Sheean Maria E, Naumann-Winter Frauke, Capovilla Giuseppe, Kalland Maria Elisabeth, Malikova Eva, Mariz Segundo, Matusevicius Darius, Nistico Robert, Schwarzer-Daum Brigitte, Tsigkos Stelios, Tzogani Kyriaki, Larsson Kristina, Magrelli Armando, Stoyanova-Beninska Violeta
European Medicines Agency, Amsterdam, Netherlands.
Committee of Orphan Medicinal Products, European Medicines Agency, Amsterdam, Netherlands.
Front Med (Lausanne). 2021 Aug 27;8:744625. doi: 10.3389/fmed.2021.744625. eCollection 2021.

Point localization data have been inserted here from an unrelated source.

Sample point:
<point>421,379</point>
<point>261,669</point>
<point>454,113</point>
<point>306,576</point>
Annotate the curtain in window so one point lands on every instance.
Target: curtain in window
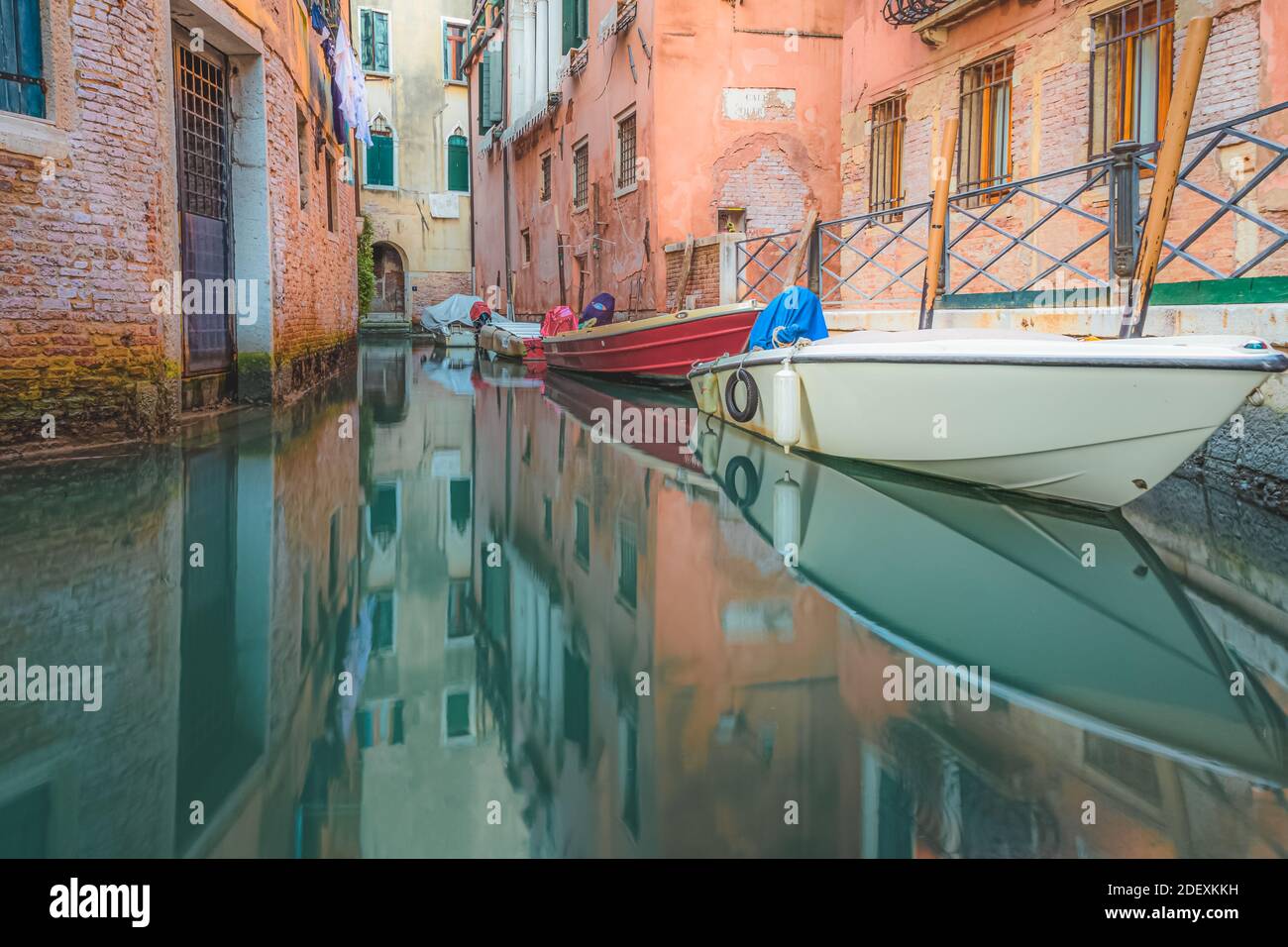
<point>21,55</point>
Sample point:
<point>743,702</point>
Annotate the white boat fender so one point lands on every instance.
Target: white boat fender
<point>708,393</point>
<point>787,517</point>
<point>741,470</point>
<point>787,406</point>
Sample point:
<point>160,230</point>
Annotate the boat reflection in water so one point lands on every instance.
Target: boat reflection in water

Since the implementation of the EU Orphan Regulation in 2000, the Committee for Orphan Medicinal Products at the European Medicines Agency has been evaluating the benefits of proposed orphan medicines vs. satisfactory treatment methods. This type of evaluation is foreseen in the Orphan Regulation as the orphan designation criterion called the "significant benefit." In this article, based on 20 years of experience, we provide a commentary explaining what is considered a satisfactory method of treatment in the context of the EU Orphan Regulation and for the purpose of the assessment of significant benefit. We discuss the challenges posed by continuously changing clinical practise, which is associated with the increasing number of treatment options, evolving nature of medicinal therapeutic indications and our understanding of them.
自2000年欧盟孤儿药法规实施以来,欧洲药品管理局的孤儿药品委员会一直在评估拟议的孤儿药相对于令人满意的治疗方法的益处。孤儿药法规将这种评估作为称为“显著益处”的孤儿药认定标准。在本文中,基于20年的经验,我们提供一篇评论,解释在欧盟孤儿药法规背景下以及为评估显著益处的目的,什么被视为令人满意的治疗方法。我们讨论了不断变化的临床实践所带来的挑战,这与治疗选择的增加、药物治疗适应症的不断演变以及我们对它们的理解有关。